Susan - When my daughter had very severe asthma it was often two hourly that we had to give those pumps. So the children would often bucket the whole idea of having medication. They got really bored by it and really annoyed with it, because they wanted to get on with their lives. And the interesting thing is that they didn't notice their symptoms -they just kept pushing on with their life, and they were coughing and spluttering and wheezing. So they were running off and doing whatever they wanted to do, and you were always trying to drag them back to give them their medication.
Paul, Vicky and daughter Michelle - Whenever we've said that we're trying to reduce her dosage, she has always been happy about that, because I don't think she likes the taste in her mouth.
Vladamier - He still goes through spates, I guess as anyone does, where he thinks "I'm back to superman and I can do without it." And he's pulled back into line just by his physical condition. He has now learnt to recognise the warnings early enough before the bad time starts.
Marilyn - I found it much easier when the boys were younger and I was in full control of their medication, because I knew that they had exactly what they needed. Now, having to step back and let them take their own medication, I have to also stand back and let them get asthma and see how it feels and help them understand that it's a direct result of not taking their medication. That's not easy as a parent, but it's part of the learning curve of passing on that ownership from me to them - because it is their condition.
Matthew (has asthma) - If I go out to the movies with my friends, when I'm a teenager, I have to take my medicine. If I forget it, I might have an asthma attack or something, and mum won't know. So I have to take responsibility with my asthma.
Gemma (has asthma) - It sort of makes you feel like you can go anywhere and you'll be fine, because you can take care of your asthma and yourself.
Lavinia and Geoff - Sometimes she doesn't want to do it all, and we just remind her and have a bit of a chat. And then she gets it all together, and off she goes again and does the right thing. As she grows, things change. Different issues come into it. Like now, we'll probably get "What will my friends think?", whereas we've never really had that before. Before we've had "But it takes too much time!" and "I'm busy, I'm doing such and such." So there's different issues to deal with along the way and it'll be interesting to see what the next issue is and whether we can cope with it.

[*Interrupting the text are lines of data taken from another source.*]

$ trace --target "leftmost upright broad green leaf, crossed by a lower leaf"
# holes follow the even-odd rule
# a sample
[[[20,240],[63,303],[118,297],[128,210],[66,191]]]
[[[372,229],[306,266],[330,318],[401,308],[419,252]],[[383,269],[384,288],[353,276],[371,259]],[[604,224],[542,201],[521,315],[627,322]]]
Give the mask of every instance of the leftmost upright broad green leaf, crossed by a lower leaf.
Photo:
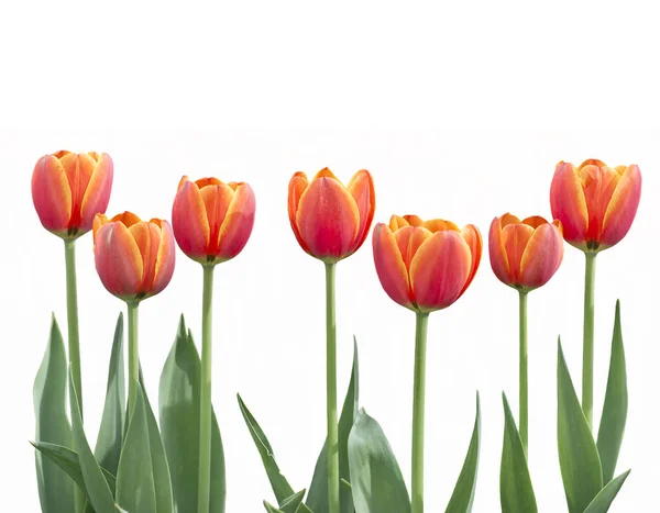
[[[51,323],[48,345],[33,388],[35,440],[70,447],[72,427],[66,416],[67,361],[62,333]],[[74,511],[74,482],[55,462],[35,451],[38,498],[43,513]]]

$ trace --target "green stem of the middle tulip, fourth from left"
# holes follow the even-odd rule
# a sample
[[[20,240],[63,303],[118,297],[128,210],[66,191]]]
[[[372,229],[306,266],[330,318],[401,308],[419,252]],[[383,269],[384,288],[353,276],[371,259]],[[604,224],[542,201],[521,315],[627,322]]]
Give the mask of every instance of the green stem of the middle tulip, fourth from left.
[[[337,425],[337,321],[334,264],[326,264],[326,390],[328,408],[328,506],[339,513],[339,442]]]

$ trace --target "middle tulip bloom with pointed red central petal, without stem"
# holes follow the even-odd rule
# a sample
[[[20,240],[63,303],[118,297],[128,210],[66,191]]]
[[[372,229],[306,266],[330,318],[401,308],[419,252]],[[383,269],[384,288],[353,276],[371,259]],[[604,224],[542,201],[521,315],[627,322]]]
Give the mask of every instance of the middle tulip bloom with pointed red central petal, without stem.
[[[328,168],[311,181],[296,172],[289,182],[288,214],[298,244],[327,264],[362,246],[375,208],[374,182],[365,169],[358,171],[348,187]]]

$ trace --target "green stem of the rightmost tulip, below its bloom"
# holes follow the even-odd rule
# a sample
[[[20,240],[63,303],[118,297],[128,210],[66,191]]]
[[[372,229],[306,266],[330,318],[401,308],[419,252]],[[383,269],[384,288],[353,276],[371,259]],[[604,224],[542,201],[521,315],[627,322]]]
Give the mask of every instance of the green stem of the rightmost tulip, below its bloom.
[[[584,338],[582,345],[582,410],[593,426],[594,417],[594,289],[596,254],[585,253],[584,270]]]

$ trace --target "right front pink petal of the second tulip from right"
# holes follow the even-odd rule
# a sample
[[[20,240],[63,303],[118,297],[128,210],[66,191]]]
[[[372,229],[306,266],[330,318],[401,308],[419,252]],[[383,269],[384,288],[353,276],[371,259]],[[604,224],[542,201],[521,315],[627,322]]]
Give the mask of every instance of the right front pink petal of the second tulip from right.
[[[554,224],[535,230],[520,260],[520,285],[536,289],[546,285],[559,269],[563,258],[563,237]]]

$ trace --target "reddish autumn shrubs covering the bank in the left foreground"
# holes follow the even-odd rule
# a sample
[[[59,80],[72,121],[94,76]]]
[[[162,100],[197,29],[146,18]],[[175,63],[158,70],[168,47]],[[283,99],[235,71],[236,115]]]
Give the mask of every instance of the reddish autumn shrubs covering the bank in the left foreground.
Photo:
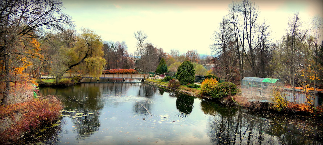
[[[61,101],[53,95],[0,106],[0,123],[4,129],[0,132],[0,144],[23,143],[24,136],[52,126],[62,108]]]

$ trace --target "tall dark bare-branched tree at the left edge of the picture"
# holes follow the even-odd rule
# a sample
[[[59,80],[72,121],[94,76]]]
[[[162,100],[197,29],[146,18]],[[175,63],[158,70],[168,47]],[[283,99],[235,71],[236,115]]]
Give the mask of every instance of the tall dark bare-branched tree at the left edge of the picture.
[[[17,52],[17,46],[21,45],[26,38],[45,39],[40,35],[42,33],[37,33],[37,31],[54,30],[62,25],[71,24],[70,17],[63,14],[62,10],[62,3],[52,0],[3,0],[0,2],[0,57],[5,76],[2,78],[5,82],[5,95],[1,104],[7,103],[10,91],[12,77],[10,62],[13,55],[19,55],[18,57],[22,58],[33,55],[25,53],[29,52],[26,50],[28,47],[21,47],[23,49]]]

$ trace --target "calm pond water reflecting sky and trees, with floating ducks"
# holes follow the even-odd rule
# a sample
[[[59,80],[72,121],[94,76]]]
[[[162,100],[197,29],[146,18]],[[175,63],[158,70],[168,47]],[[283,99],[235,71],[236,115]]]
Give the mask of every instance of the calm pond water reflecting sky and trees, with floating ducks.
[[[130,81],[131,82],[131,81]],[[145,83],[39,88],[59,95],[58,127],[45,144],[322,144],[322,121],[249,113]],[[85,115],[76,116],[76,113]]]

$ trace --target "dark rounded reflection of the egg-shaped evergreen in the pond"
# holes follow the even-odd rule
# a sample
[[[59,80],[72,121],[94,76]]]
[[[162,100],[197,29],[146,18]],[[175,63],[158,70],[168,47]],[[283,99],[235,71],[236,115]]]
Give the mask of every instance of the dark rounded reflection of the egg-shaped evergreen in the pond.
[[[193,111],[194,97],[182,93],[177,94],[176,108],[178,111],[189,115]]]

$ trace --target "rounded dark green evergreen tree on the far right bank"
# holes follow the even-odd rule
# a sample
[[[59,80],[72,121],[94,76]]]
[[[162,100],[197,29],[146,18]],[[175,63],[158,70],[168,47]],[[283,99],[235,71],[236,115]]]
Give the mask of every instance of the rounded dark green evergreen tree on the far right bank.
[[[177,78],[181,84],[194,83],[194,66],[190,61],[184,61],[177,69]]]

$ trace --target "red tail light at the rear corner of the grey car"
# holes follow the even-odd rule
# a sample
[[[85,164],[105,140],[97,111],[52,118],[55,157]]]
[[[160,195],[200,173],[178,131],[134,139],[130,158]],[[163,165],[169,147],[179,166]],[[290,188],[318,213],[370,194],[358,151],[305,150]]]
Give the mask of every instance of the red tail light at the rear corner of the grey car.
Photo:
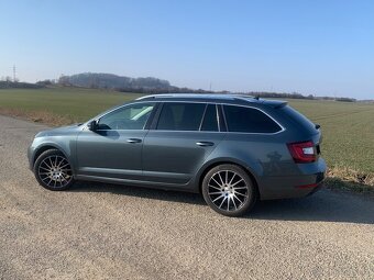
[[[308,164],[317,160],[317,150],[311,141],[287,144],[296,164]]]

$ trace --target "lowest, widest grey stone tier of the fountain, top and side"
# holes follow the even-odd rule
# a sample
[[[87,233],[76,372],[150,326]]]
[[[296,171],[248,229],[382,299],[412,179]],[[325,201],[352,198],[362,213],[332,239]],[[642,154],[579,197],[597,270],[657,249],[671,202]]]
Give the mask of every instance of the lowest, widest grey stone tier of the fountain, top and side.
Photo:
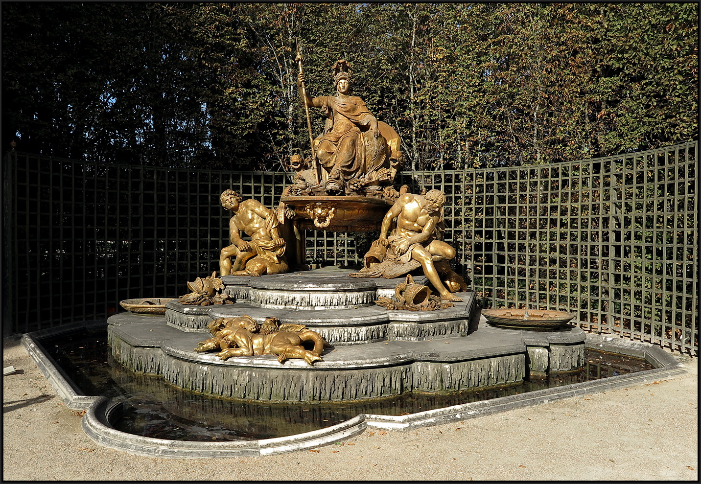
[[[338,346],[325,350],[324,361],[309,366],[302,360],[280,364],[273,355],[222,361],[215,352],[193,351],[207,334],[186,333],[162,322],[126,324],[128,319],[119,318],[120,324],[109,326],[108,333],[113,355],[123,365],[162,375],[193,392],[259,401],[348,401],[507,385],[523,380],[531,369],[579,368],[585,340],[583,331],[570,326],[566,331],[538,333],[537,340],[526,344],[529,333],[482,321],[465,337]],[[411,324],[430,327],[430,323],[404,323]]]

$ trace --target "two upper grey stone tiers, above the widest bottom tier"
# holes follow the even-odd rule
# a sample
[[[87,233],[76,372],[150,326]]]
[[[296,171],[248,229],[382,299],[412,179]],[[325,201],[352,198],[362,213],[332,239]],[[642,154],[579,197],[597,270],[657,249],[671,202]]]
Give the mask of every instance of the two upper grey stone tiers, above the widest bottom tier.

Lavinia and Geoff - Plus we've got different medications now too. We experimenting with other medications, stuff like that. Gemma probably doesn't get the full gist of it, so we need to remind her of why she is taking it.
Lavinia and Geoff - Yeah, taking a tablet like the singulair, doesn't really feel like you're treating your asthma. So it's hard to remember that taking that is important, because you're not breathing it in, and into your lungs and getting an instant effect. So it was easy for her to forget that you need to take that each night.
Vladamier - We just said "Righto, this is the way to do it. Thousands of other people have done it this way before. The pluses far outweigh the minuses. Let's get on with it.